[論文レビュー] DrugOOD: Out-of-Distribution (OOD) Dataset Curator and Benchmark for AI-aided Drug Discovery -- A Focus on Affinity Prediction Problems with Noise Annotations
DrugOOD はAI補助創薬のための自動OODデータセットキュレーターとベンチマークを提供し、現実的なノイズ注釈とドメイン分割を考慮した結合親和性予測に焦点を当てる。
AI-aided drug discovery (AIDD) is gaining increasing popularity due to its promise of making the search for new pharmaceuticals quicker, cheaper and more efficient. In spite of its extensive use in many fields, such as ADMET prediction, virtual screening, protein folding and generative chemistry, little has been explored in terms of the out-of-distribution (OOD) learning problem with \emph{noise}, which is inevitable in real world AIDD applications. In this work, we present DrugOOD, a systematic OOD dataset curator and benchmark for AI-aided drug discovery, which comes with an open-source Python package that fully automates the data curation and OOD benchmarking processes. We focus on one of the most crucial problems in AIDD: drug target binding affinity prediction, which involves both macromolecule (protein target) and small-molecule (drug compound). In contrast to only providing fixed datasets, DrugOOD offers automated dataset curator with user-friendly customization scripts, rich domain annotations aligned with biochemistry knowledge, realistic noise annotations and rigorous benchmarking of state-of-the-art OOD algorithms. Since the molecular data is often modeled as irregular graphs using graph neural network (GNN) backbones, DrugOOD also serves as a valuable testbed for \emph{graph OOD learning} problems. Extensive empirical studies have shown a significant performance gap between in-distribution and out-of-distribution experiments, which highlights the need to develop better schemes that can allow for OOD generalization under noise for AIDD.
研究の動機と目的
- 分布シフトとラベルノイズ下でAI補助創薬(AIDD)の堅牢な一般化を動機づける。
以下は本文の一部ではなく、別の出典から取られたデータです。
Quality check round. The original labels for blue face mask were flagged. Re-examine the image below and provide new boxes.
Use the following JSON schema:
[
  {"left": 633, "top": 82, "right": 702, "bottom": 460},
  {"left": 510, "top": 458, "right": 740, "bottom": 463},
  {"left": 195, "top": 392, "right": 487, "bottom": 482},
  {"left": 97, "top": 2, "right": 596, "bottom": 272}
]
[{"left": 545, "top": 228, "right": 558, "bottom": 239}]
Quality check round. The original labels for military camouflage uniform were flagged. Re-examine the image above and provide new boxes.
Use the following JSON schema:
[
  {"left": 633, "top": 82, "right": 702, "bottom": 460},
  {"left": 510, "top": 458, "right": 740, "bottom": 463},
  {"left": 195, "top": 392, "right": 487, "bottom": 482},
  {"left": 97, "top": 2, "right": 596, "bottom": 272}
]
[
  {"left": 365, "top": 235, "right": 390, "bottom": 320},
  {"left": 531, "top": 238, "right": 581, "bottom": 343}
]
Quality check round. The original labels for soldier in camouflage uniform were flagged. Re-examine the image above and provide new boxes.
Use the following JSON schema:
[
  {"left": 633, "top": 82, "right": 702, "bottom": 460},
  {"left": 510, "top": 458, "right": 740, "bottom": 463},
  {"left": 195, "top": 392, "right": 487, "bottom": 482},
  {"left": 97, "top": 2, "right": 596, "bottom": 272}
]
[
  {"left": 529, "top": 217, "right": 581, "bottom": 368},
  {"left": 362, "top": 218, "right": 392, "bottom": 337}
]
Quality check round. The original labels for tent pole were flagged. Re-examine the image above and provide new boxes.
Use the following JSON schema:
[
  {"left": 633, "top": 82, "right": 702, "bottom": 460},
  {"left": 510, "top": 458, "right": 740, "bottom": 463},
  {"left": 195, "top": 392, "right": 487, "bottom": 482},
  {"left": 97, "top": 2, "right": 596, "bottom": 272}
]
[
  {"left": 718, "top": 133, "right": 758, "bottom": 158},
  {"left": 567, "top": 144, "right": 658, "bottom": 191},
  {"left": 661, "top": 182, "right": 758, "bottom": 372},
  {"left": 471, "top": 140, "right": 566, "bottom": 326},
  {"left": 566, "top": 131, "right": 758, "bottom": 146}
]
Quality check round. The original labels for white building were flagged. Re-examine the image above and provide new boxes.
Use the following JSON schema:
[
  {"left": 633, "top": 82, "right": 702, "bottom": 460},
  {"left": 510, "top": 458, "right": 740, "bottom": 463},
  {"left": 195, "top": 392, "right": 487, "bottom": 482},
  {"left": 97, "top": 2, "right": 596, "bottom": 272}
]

- ChEMBLに基づく高度にカスタマイズ可能で再現性のあるOODデータセットキュレーションパイプラインを提供する。
- 現実世界のドメインとノイズレベルを注釈付けしてモデルの現実的な評価を可能にする。
- LBAPとSBAPタスクを跨ぐ96の実現データセットで最先端のOODアルゴリズムをベンチマークする。
提案手法
- 構成可能なノイズとドメイン定義を用いてChEMBLからOODデータセットを構築する自動化データセットキュレーター。
- 生化学知識に整合した豊富なドメイン注釈を用いてターゲット指向および分子指向のドメインを定義。
- コア、リファインド、ジェネラルの三つのノイズレベルを信頼度スコア、値関係、アッセイ特性を介して注釈付け。
- グラフおよびトランスフォーマーベースのバックボーンを用いて六つのSOTAOODアルゴリズムをベンチマークするスキーム。
- リガンドベースの親和性予測(LBAP)と構造ベースの親和性予測(SBAP)の両方をサポート。
- データキュレーション、ローディング、アルゴリズム設定を自動化するオープンソースPythonパッケージの提供。
実験結果
リサーチクエスチョン
- RQ1現実的なノイズ下での分布内設定で訓練されたモデルは、未知ドメインのAIDD親和性予測に一般化できるか。
- RQ2異なるノイズレベル下での分布内ターゲットと分布外ターゲットおよびアッセイ間の性能ギャップはどれくらいか。
- RQ3LBAPおよびSBAPタスクにおいてドメインシフトとノイズラベルに直面したとき、最先端のOODアルゴリズムの有効性はどれくらいか。
- RQ4DrugOODのキュレーション済みデータは、薬剤発見におけるグラフベースのOOD学習の現実的なテストベッドとして機能するか。
主な発見
- 未知ドメインで評価する場合、OOD設定下で未見のドメイン間で評価するのに、_seen domains_と比較して性能が著しく低下する。
- コア、リファインド、ジェネラルの異なるノイズレベルはデータセットサイズとノイズ源に影響を与え、モデルの堅牢性に影響を与える。
- 最先端のOOD手法はドメインシフトとノイズ注釈の下で有効性が様々であり、AIDDにおけるノイズ下でのOOD一般化の改善の必要性を浮き彫りにしている。
- LBAPおよびSBAPベンチマークは、グラフベースおよびシーケンスベースのバックボーンを用いた親和性予測をOOD条件下で実現可能であることを示している。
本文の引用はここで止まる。